Prominent New York philanthropist and collector Shelley Rubin, who, with her husband Donald, is co-founder of the Rubin Museum of Art in Chelsea, has filed suit against a couple who she says conned her into buying fake Indian jewelry.

The suit, which was filed in Manhattan Supreme Court, claims that Nisha Sabharwal represented herself as coming from India’s upper class and that she had connections with members of the Indian social and political elite. Shelley Rubin says Sabharwal pushed her to assemble a “museum quality” collection of jewelry by concocting a story about how one of her friends from a historically prominent family in India needed to raise cash by selling some of her rare and precious jewels.

According to the Daily News, Rubin’s complaint alleges that Nisha and Mohit, “slowly weaved a web of deceit that included fantastic tales of a cash-strapped Indian princess and access to rare antiquities and baubles.” The couple initially befriended Shelley Rubin at an Asia Society event in 2009.

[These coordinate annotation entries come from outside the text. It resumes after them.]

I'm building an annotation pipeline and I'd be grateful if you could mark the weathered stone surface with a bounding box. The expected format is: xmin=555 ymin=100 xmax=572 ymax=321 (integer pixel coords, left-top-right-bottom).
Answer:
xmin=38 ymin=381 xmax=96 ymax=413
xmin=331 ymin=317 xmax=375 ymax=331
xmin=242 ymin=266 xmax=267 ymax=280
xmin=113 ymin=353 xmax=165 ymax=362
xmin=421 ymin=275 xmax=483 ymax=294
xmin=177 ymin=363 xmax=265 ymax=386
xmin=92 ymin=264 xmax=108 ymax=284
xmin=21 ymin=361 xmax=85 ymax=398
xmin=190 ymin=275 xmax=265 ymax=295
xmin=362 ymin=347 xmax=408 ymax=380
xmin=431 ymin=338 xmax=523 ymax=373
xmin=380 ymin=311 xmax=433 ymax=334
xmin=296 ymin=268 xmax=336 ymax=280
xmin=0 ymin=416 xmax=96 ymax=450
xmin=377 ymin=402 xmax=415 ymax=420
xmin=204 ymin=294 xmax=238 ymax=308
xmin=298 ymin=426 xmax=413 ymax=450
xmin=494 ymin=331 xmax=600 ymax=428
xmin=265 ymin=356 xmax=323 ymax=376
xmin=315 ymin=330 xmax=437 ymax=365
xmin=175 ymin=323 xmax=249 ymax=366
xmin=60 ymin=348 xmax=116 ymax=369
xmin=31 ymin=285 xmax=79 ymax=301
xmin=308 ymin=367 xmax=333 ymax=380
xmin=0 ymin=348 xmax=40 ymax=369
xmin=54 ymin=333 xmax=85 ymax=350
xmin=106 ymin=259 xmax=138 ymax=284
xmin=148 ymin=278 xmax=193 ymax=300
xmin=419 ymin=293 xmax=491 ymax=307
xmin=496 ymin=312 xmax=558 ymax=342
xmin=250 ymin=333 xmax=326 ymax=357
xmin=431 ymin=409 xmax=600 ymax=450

Rubin, who was reportedly “intrigued,” by the tale, proceeded to go on a five-year, $18-million spending spree. In all, she acquired “more than 80 bogus baubles,” says the Daily News.

The suit acknowledges that while Rubin is a savvy art collector—the Rubin Museum is known for its world-class collection of Himalayan and Southeast Asian art—she does not have expertise in jewelry.

This past June, after a Netherlands-based jewelry expert examined some of the pieces, Rubin was advised that they were modern works made to look older and that their value was “a mere fraction” of their purchase price. For instance, a necklace Rubin paid $230,000 for—supposedly made of rare diamonds and emeralds—was appraised at $5,750, the Daily News reports.

artnet News reached out to a spokesman for Rubin, but did not receive an immediate response. The Sabharwals could not be reached for comment.